Special Leaves
Leaves of most plants perform photosynthesis; specialized leaves perform additional functions (see below)
Carnivorous Leaves
Leaves modified to attract, trap, kill, digest, and absorbs nutrients from the bodies of animals
In order for a plant to be considered truly carnivorous, they need to be able to do all 5 of these functions, otherwise they are considered "proto-carnivorous"

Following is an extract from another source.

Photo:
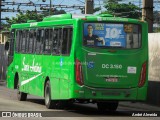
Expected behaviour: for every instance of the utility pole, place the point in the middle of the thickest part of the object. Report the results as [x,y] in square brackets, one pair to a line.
[147,13]
[89,6]
[0,14]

See carnivorous page for more information
Above: The carnivorous Pitcher plant (Sarracenia), with modified leaves to form a pitfall trap
Left: The carnivorous Sundew (Drosera) with modified sticky leaves to catch insects
Autumnal Leaf Changes
Plant in areas with seasonally fluctuations exhibit two different adaptations: color change and deciduousness
Color change in leaves
Chlorophyll disappears and secondary pigments become visible in leaves
As day length shortens, many temperate plants dismantle chlorophyll and reuse the sub-components
Orange and yellow pigments (types of carotenoids) are present year-round, but masked by chlorophyll
Beta-carotene (orange pigment) is a typical carotenoid, but lutein (yellow compound at low concentrations, but orange-red at high concentrations) are called xanthophylls.
Temperature, light, and water supply have an influence on the degree and the duration of fall color. Rainy and/or overcast days tend to increase the intensity of fall colors.
Red and purple pigments (anthocyanins) are actively produced in late summer, as chlorophyll is being dismantled, which could appear to be wasteful.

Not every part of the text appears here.